The Drosophila ovary is one of the best characterized metazoan tissues in which assembly of CTPS occurs as part of normal physiology (Aughey et al., 2016; Gou et al., 2014; Wang et al., 2015). Under normal growth conditions, both the germline cells that give rise to the developing egg and the somatic follicle cells that surround the germ cells within the developing egg chambers exhibit CTPS filaments (Liu, 2010; Strochlic et al., 2014). In the germline cells, CTPS filaments assemble transiently during early stages (stages 1–10) of egg development and abruptly disassemble at stage 10, just prior to ‘dumping’, when the cytosolic contents of the 15 ‘nurse’ cells in the germline cyst are transferred to the developing oocyte (Liu, 2010; Strochlic et al., 2014). The developmental period during which CTPS assembles into filaments coincides with a period during which nurse-cell nuclei undergo multiple rounds of endoreplication (Dej and Spradling, 1999) and ribosomal RNA is dramatically upregulated (Mermod et al., 1977), representing a tremendous increase in nucleotide demand. Female hypomorphic mutants of the single gene encoding CTPS in flies are infertile and their ovaries exhibit profound defects in morphology consistent with reduced CTP levels (Strochlic et al., 2014). Furthermore, these phenotypes are rescued by re-expressing a constitutively filament-forming CTPS mutant in the ovarian germ cells (Strochlic et al., 2014), demonstrating a cell-autonomous requirement for CTPS in oogenesis that can be satisfied by polymerized CTPS. These findings demonstrate a biological function of filamentous CTPS but do not test whether assembly per se is essential for this function. The recent identification of the H355A CTPS point mutant (Lynch et al., 2017) and the availability of powerful genetic tools for tissue-specific gene expression in Drosophila prompted us to use this system to directly test whether CTPS assembly confers any functional advantage in this native biological context.

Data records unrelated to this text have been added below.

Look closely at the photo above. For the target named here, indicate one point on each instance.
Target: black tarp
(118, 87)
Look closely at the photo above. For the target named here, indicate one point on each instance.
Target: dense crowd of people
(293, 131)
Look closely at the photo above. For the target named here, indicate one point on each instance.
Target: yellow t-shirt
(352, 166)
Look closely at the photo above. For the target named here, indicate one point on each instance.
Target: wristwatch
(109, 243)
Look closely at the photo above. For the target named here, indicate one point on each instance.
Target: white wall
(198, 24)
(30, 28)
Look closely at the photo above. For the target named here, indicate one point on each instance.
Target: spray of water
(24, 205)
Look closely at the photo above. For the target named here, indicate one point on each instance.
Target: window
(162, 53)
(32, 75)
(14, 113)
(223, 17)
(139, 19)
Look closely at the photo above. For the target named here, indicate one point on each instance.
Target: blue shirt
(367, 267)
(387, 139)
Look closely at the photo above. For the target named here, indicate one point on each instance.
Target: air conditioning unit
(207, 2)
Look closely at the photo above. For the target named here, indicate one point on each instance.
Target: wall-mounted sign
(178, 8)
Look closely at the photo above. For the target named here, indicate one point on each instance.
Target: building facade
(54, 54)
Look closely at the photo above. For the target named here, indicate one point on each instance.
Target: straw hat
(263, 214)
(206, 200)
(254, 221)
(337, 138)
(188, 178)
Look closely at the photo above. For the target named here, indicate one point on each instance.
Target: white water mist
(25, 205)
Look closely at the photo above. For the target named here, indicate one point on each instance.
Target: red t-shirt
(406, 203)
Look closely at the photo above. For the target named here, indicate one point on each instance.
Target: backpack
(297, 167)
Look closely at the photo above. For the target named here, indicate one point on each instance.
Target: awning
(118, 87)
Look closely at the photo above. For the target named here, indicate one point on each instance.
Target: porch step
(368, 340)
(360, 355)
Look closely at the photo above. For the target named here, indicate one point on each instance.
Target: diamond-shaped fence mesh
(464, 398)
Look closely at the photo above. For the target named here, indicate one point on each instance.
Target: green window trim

The H355A mutation disrupts assembly of CTPS in vivo
H355 is conserved between human and Drosophila CTPS and is required for higher order assembly of human CTPS tetramers in vitro (Lynch et al., 2017). We generated transgenic flies expressing Drosophila CTPSWT or CTPSH355A with an N-terminal FLAG tag under UASp control (Rørth, 1998). The pCOG-GAL4 driver was chosen for its expression in germline cells of early stage egg chambers (Rørth, 1998), when CTPS filaments are first evident (Strochlic et al., 2014). Two independent lines for each transgene were characterized to control for transgene integration site differences. FLAG immunostaining revealed that, as expected, CTPSWT was expressed in early egg chambers, where it assembled into filaments morphologically similar to endogenous CTPS filaments (Strochlic et al., 2014) (Fig. 1A). By contrast, CTPSH355A was expressed but did not assemble into filaments (Fig. 1B). Quantification demonstrated robust (>99%) disruption of CTPS assembly by the H355A mutation in stage 4 and 6 egg chambers in both transgenic lines (Fig. 1C). These findings demonstrate the ability of the H355A mutation to disrupt assembly of Drosophila CTPS filaments, consistent with a similar study of this mutation in human CTPS1 (Sun and Liu, 2019). Furthermore, it suggests that the ability of CTPS to form protofilaments is an essential step in the assembly of the micron-scale structures observed in vivo.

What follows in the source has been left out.